Various commercial contracts require one party (the Principal) to have a performance bond issued by a reputable bank or insurance company (the Issuer). The purpose is to protect the recipient of the performance bond (the Beneficiary) from the Principal’s contractual defaults without having to worry about the Principal’s financial position.
Performance bonds have been used in commerce for a long time. Those who have read or watched ‘The Merchant of Venice’ by William Shakespeare may recall that Shylock granted Antonio a loan on the strength of a bond. The terms of the bond were that if the money loaned was not repaid within certain timelines, Shylock would take a pound of flesh from Antonio’s body, in whatever part that Shylock chose. Shylock was, however, unable to enforce the bond when the matter turned litigious. The wording of the bond, arguably, contributed to Shylock’s inability to enforce it.
To date, it is not unusual for disputes to arise from the wording of bonds. A key issue being whether a bond is conditional or on-demand. The practical and commercial implication of the resolution of the issue determines whether the Issuer is bound to make payment immediately or later (often after dispute resolution).
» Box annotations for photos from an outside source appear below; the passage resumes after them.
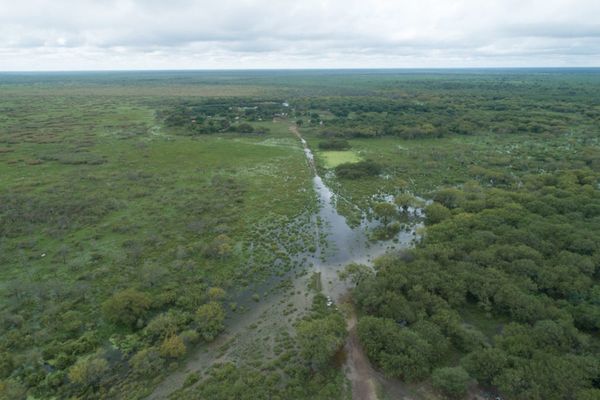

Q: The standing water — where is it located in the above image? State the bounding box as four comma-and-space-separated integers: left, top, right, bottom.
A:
290, 126, 418, 301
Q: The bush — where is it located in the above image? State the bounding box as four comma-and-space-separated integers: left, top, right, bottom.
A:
196, 301, 225, 341
461, 348, 508, 385
68, 356, 108, 386
296, 313, 346, 370
425, 203, 452, 225
159, 335, 185, 358
431, 367, 471, 398
102, 289, 151, 328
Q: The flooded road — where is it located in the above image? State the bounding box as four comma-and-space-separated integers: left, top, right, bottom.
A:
290, 126, 421, 400
147, 125, 420, 400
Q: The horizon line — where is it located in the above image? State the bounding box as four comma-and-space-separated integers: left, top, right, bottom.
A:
0, 65, 600, 74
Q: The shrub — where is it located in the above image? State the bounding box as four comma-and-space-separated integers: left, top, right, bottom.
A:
102, 289, 151, 327
68, 356, 108, 386
129, 347, 164, 376
196, 301, 225, 341
431, 367, 470, 398
159, 335, 185, 358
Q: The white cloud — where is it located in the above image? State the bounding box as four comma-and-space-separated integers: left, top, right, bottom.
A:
0, 0, 600, 70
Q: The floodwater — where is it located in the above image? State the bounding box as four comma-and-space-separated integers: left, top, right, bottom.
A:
148, 126, 422, 400
291, 128, 421, 301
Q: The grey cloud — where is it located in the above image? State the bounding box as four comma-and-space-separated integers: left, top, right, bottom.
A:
0, 0, 600, 70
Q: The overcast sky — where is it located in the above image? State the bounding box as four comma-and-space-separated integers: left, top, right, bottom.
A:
0, 0, 600, 71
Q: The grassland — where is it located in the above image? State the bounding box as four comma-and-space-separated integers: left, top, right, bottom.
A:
319, 151, 361, 169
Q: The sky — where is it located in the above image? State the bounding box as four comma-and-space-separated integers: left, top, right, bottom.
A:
0, 0, 600, 71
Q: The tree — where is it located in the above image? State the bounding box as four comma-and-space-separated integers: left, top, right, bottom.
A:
144, 310, 183, 340
358, 316, 435, 381
196, 301, 225, 342
425, 203, 452, 225
394, 193, 420, 212
431, 367, 471, 398
461, 348, 508, 385
373, 202, 398, 226
159, 335, 185, 358
296, 313, 346, 370
129, 347, 164, 376
208, 287, 226, 301
102, 289, 151, 328
339, 263, 373, 285
68, 356, 108, 387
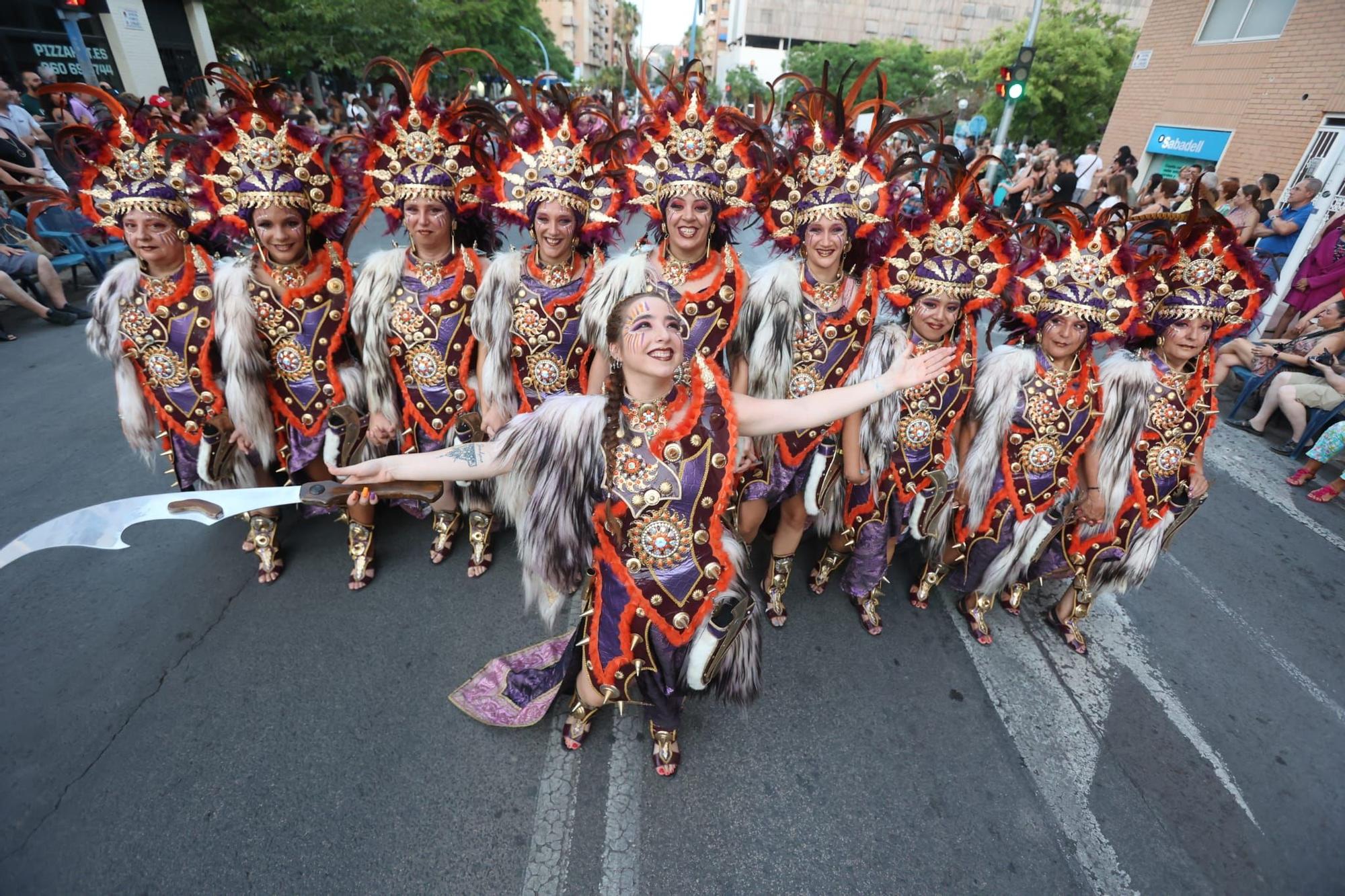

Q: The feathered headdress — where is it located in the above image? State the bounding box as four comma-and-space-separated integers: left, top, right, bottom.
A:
38, 83, 210, 237
494, 66, 625, 242
1138, 218, 1270, 339
878, 157, 1014, 312
627, 58, 769, 222
362, 47, 503, 227
1010, 212, 1147, 343
200, 63, 348, 237
761, 59, 907, 249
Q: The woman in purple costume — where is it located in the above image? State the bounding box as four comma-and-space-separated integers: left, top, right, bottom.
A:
351, 50, 503, 579
336, 292, 952, 776
730, 75, 905, 627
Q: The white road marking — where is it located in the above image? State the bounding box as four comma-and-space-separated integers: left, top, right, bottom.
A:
944, 592, 1135, 893
1205, 433, 1345, 552
597, 712, 644, 896
1166, 555, 1345, 724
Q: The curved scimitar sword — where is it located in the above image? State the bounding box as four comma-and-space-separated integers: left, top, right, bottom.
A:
0, 482, 444, 568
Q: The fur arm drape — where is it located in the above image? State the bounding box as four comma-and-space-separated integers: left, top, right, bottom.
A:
580, 249, 650, 354
495, 395, 607, 627
472, 249, 523, 417
215, 258, 276, 467
959, 345, 1037, 528
342, 249, 406, 426
85, 258, 160, 470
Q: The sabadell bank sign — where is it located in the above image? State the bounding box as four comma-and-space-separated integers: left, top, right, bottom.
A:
1145, 125, 1232, 161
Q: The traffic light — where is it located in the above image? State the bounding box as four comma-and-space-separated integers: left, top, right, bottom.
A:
995, 47, 1037, 99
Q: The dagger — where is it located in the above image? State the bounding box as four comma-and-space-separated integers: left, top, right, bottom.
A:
0, 481, 444, 568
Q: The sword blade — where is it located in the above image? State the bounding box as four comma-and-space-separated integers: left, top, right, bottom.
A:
0, 486, 300, 568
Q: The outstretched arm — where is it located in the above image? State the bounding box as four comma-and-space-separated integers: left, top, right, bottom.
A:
332, 441, 510, 485
733, 345, 955, 436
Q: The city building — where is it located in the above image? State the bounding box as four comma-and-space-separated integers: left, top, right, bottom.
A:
1102, 0, 1345, 327
707, 0, 1151, 85
0, 0, 215, 95
538, 0, 617, 78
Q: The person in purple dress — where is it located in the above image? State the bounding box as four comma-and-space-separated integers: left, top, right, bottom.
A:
60, 85, 256, 503
814, 163, 1014, 635
199, 71, 374, 591
335, 290, 952, 776
351, 50, 503, 579
1029, 222, 1267, 654
1271, 215, 1345, 339
921, 215, 1139, 645
730, 77, 905, 627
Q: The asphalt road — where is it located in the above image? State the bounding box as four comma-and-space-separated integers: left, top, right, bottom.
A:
0, 227, 1345, 893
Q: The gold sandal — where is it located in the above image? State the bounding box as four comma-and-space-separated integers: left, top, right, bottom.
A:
765, 555, 794, 628
247, 513, 285, 585
346, 520, 374, 591
650, 723, 682, 778
808, 542, 854, 595
467, 510, 495, 575
429, 510, 463, 564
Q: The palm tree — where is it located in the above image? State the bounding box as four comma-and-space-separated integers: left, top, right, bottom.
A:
612, 0, 640, 98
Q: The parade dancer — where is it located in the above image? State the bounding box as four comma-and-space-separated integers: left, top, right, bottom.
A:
472, 70, 624, 425
55, 85, 257, 503
336, 292, 952, 775
812, 168, 1014, 635
732, 75, 901, 627
1032, 222, 1266, 654
202, 75, 374, 591
916, 222, 1139, 645
351, 48, 503, 579
580, 62, 772, 382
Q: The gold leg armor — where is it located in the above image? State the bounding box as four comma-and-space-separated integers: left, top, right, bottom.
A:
765, 555, 794, 628
1003, 581, 1029, 616
808, 532, 854, 595
247, 514, 280, 581
429, 510, 463, 564
854, 588, 882, 635
650, 723, 681, 778
346, 520, 374, 585
911, 564, 952, 610
467, 510, 495, 567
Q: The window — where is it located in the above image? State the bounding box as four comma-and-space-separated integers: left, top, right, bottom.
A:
1196, 0, 1295, 43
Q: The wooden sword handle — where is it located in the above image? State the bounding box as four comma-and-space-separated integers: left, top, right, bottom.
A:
299, 479, 444, 507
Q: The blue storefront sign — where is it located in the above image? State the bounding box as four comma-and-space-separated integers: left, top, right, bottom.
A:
1145, 125, 1233, 161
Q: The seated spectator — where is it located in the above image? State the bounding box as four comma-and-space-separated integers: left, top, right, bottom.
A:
1215, 177, 1243, 218
1252, 177, 1322, 281
1256, 171, 1279, 220
1221, 180, 1260, 246
1284, 419, 1345, 505
1139, 177, 1177, 214
0, 243, 91, 324
1228, 352, 1345, 455
1215, 298, 1345, 382
1275, 215, 1345, 337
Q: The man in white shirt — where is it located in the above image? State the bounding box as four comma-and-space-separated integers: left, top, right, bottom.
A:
0, 78, 69, 190
1075, 142, 1102, 202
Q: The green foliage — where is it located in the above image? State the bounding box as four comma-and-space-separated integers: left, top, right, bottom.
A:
785, 38, 935, 106
204, 0, 574, 78
970, 0, 1139, 152
724, 66, 771, 109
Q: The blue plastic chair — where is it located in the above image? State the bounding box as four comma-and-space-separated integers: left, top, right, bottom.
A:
1228, 364, 1284, 419
1290, 399, 1345, 459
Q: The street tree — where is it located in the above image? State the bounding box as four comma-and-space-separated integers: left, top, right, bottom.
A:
204, 0, 574, 85
971, 0, 1139, 152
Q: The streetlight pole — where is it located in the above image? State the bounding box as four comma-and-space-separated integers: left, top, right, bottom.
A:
518, 26, 551, 71
986, 0, 1041, 183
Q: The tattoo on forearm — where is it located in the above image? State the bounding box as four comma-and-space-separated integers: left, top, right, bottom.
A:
438, 442, 482, 467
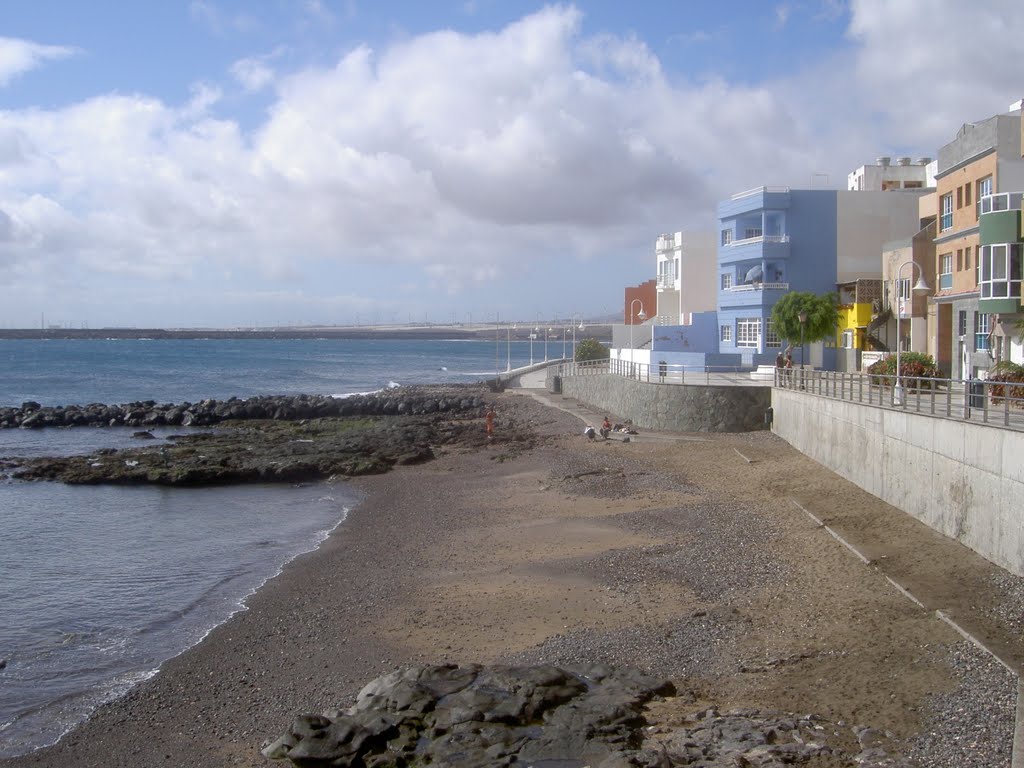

As the name suggests, on-demand bonds are payable by the Issuer once called in by the Beneficiary. They may have phrases such as “We hereby irrevocably and unconditionally guarantee that we will notwithstanding any objection by the Principal immediately pay to you the sum of X upon receipt of the Beneficiary’s first written request…” The trigger for payment in such cases would simply be the
Beneficiary’s written request.
The express wording of on-demand bonds makes them payable immediately when they are called in by the Beneficiary. Whereas it is not unusual for the Principal to go to court seeking to suspend or stop payment being made by the Issuer, courts are often reluctant to grant such orders except in clear cases of fraud.
Conditional bonds, in contrast, are only payable upon the occurrence of certain contractual conditions. A conditional performance bond may have a phrase such as “now the condition of this bond is that in the event of any default by the Principal, the Issuer shall pay the Beneficiary the sum of X.”
The question of whether the conditions set out in conditional bonds have been satisfied frequently arises in litigation. Often, the Issuer and or Principal would argue that the conditions have not been met and accordingly no payment is due. In such circumstances, the Issuer would resist making payment until the dispute has been conclusively determined. This may take a considerable amount of time. It also carries the natural risk of the Court finding that the conditions have not been met and therefore the Issuer is not obliged to pay.
While the differences between conditional and on-demand bonds seem easy and straightforward, litigation on bonds seems never-ending so much so that the English High Court in the case of Paddington Churches Housing Association vs Technical and General Guarantee Company Ltd [1999] EWHC Technology 246 (22 March, 1999) observed that:
“This case provides yet another example of the failure of a person or body for whose protection a bond was given to understand the nature of the protection provided.”
Before issuing or accepting performance bond(s), it is critical to closely examine the language used in the document. The devil is always in the details. Legal counsel is advised.